Nicht mal die Frage ihres Begleiters, betont mit einem nach oben gerichteten, nicht gerade amüsierten Blick über einer gerümpften Nase: „Sag mal, hast du die ganze Jahresknoblauchwurstproduktion des Dorfs im Gepäck?“, konnte ihre freudige Erwartung dämpfen.
Es roch schon etwas kräftig aus dem Fach über ihnen, das musste sie zugeben, aber sie hätte es nicht fertiggebracht, auch nur eine einzige der gut gemeinten Gaben abzuweisen.
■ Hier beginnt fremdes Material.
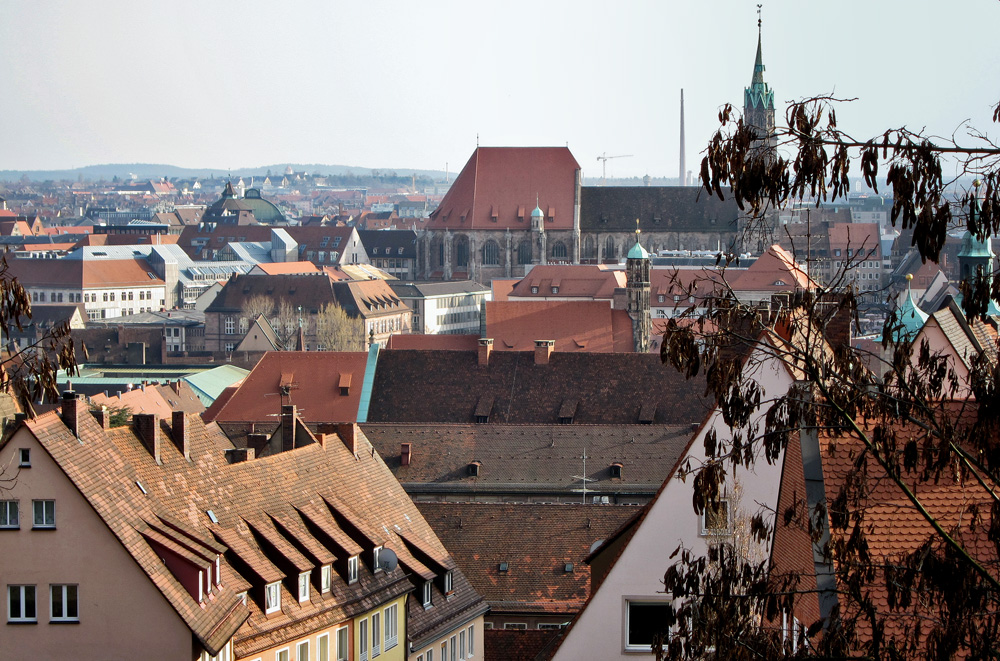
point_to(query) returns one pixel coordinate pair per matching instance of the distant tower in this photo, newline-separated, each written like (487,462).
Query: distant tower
(637,284)
(682,173)
(976,256)
(758,100)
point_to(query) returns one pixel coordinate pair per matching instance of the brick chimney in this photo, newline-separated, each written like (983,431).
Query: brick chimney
(348,433)
(287,427)
(71,412)
(257,442)
(147,427)
(543,349)
(178,431)
(103,417)
(485,349)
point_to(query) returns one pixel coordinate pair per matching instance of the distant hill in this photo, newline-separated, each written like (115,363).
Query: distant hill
(156,171)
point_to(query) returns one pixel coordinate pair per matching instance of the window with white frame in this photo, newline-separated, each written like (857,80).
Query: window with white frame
(343,642)
(715,520)
(304,586)
(9,514)
(272,597)
(643,621)
(21,603)
(325,578)
(391,627)
(64,604)
(43,514)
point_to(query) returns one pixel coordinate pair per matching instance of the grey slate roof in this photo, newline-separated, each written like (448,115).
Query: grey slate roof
(658,208)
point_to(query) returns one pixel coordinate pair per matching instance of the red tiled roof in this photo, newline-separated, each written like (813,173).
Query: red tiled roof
(313,379)
(497,182)
(435,342)
(584,325)
(775,266)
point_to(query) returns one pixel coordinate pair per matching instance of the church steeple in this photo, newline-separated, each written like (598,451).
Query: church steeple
(758,98)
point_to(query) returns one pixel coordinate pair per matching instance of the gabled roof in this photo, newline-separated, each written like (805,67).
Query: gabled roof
(570,281)
(658,208)
(582,325)
(311,380)
(258,507)
(531,458)
(774,271)
(536,541)
(611,388)
(499,186)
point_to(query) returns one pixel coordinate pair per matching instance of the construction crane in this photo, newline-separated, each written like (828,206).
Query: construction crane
(604,158)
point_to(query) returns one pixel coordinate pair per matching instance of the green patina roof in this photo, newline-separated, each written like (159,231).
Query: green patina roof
(638,252)
(758,95)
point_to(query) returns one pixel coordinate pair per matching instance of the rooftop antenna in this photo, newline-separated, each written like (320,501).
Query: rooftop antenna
(604,165)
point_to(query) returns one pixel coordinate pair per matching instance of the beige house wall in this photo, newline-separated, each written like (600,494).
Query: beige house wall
(123,615)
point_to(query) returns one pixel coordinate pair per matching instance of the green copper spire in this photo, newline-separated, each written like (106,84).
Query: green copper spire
(758,95)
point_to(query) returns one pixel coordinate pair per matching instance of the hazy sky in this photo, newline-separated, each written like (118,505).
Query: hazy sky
(408,84)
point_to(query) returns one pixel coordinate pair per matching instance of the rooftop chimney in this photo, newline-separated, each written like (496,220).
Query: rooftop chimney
(485,349)
(178,430)
(543,349)
(348,433)
(71,412)
(103,417)
(287,427)
(147,426)
(256,442)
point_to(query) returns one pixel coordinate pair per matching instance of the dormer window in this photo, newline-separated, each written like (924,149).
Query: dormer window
(352,569)
(304,586)
(272,597)
(326,578)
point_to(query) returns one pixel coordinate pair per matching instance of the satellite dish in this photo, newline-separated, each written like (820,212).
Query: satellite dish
(387,560)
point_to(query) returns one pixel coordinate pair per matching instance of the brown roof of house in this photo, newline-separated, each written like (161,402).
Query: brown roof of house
(499,186)
(312,380)
(255,504)
(611,388)
(434,341)
(571,281)
(531,458)
(536,541)
(581,325)
(658,208)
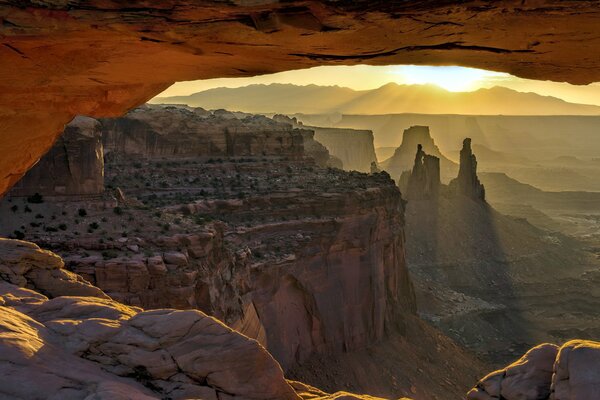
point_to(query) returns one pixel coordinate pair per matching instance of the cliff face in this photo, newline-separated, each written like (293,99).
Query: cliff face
(353,147)
(74,165)
(155,131)
(305,259)
(137,53)
(88,345)
(467,183)
(403,158)
(547,371)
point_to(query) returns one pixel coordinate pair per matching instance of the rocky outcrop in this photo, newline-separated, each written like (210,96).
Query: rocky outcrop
(84,346)
(423,181)
(74,165)
(24,264)
(467,183)
(163,132)
(139,52)
(546,372)
(352,146)
(403,158)
(323,271)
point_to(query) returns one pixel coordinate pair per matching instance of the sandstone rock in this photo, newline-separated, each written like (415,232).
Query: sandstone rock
(576,371)
(25,264)
(211,41)
(154,131)
(467,183)
(404,156)
(423,182)
(352,146)
(546,372)
(175,258)
(74,165)
(77,347)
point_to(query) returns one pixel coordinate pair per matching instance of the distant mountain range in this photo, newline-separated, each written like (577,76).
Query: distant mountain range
(388,99)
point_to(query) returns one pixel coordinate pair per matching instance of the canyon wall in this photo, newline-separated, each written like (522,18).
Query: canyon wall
(87,345)
(305,259)
(74,165)
(334,277)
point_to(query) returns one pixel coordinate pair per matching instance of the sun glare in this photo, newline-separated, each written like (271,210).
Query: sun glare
(454,79)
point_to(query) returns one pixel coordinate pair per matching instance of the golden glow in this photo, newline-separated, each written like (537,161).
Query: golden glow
(365,77)
(453,79)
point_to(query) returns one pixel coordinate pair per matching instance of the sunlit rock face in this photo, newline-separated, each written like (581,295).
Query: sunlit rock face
(423,181)
(310,260)
(327,275)
(467,183)
(61,59)
(87,345)
(155,131)
(74,165)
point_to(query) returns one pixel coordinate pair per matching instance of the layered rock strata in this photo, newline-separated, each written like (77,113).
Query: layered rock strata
(108,59)
(569,372)
(74,165)
(157,131)
(403,158)
(467,183)
(88,345)
(423,181)
(293,233)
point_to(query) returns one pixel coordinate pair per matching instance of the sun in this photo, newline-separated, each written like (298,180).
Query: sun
(454,79)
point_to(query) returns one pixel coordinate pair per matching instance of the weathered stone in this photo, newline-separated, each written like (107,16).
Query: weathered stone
(423,182)
(404,156)
(139,52)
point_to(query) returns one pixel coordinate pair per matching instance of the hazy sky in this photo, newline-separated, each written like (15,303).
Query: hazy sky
(361,77)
Und so beherbergte ihr Handgepäck neben ein paar nahrhaften, von Sirup triefenden Baclavas und fettigen Banizas eben auch diese stark gewürzte Wurst, deren Duft durch die Flugzeugkabine waberte. Da halfen anscheinend auch nicht die Lagen dicker Plastikfolie und die selbst genähte handbestickte Weste von Baba Dora, in die sie eingewickelt war.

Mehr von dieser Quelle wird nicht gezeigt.